Review: The Railway Children - King’s Cross Theatre


Last week, once all the Christmas excitement had come to an end, I went to King’s Cross Theatre to see The Railway Children for my little brother’s birthday.

The Railway Children is a story which I somehow missed growing up, and is one of those classics that I’ve never seen or read. But classics get their status for a reason, so I was excited nonetheless to experience an iconic tale come to life, particularly given the unusual set-up of this theatre.

I knew this wasn’t going to be a conventional theatrical space, given that one of the show’s selling points is the 60 tonne steam train that arrives into the space, but beyond this I had no concept of how the performance would be played out.

The magic of this production begins when you enter the gates at the entrance of the site; after making your way down a winding corridor, you emerge into an old-fashioned train station waiting room of sorts, complete with a bar.

Once the ‘train is ready to board’ you find the correct queue for your platform and find your places on the tiered seating which runs down either side of the space. In the middle lies a track sandwiched between two platforms, with various locomotive-themed props such a bridges and signals at either end. 

The space is used magnificently throughout the performance with small blocks being wheeled up along the tracks to represent different locational spaces and continually propel the action forwards. And despite the fact that you don’t always have the best or a direct view of what was happening, there is never a moment when you feel as though you are missing out, thanks to the innovative use of the space and the admirable effort of the performers.

Although I knew nothing of the characters beforehand, I immediately fell in love with the three protagonists, their distinct personalities and how they fit together as a three. In fact, one of my favourite things about this production is the way that the three adults play a dual role throughout, narrating the story as their older selves as well as leaking seamlessly into their scenes as children.

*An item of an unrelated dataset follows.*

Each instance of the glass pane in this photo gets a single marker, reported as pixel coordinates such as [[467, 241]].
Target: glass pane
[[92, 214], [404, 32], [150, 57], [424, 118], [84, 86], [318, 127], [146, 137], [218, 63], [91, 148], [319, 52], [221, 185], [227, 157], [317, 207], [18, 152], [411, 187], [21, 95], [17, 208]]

The script is beautifully written in intertwining these two levels of narrative, with the three protagonists constantly finishing each other’s sentences and setting up sentences for new characters to complete upon entering the stage.

Of course, you can’t review this production without mentioning the train, and even though everyone was heavily anticipating its arrival, it was still a breath-taking moment when it finally burst into the space for the first time.

The Railway Children is a fast flowing, beautifully written and delicately executed piece of theatre, perfect for a family outing or for those who can look upon the narrative with a youthful nostalgia.



Have you seen or read The Railway Children? What’s the best thing you’ve seen at the theatre recently?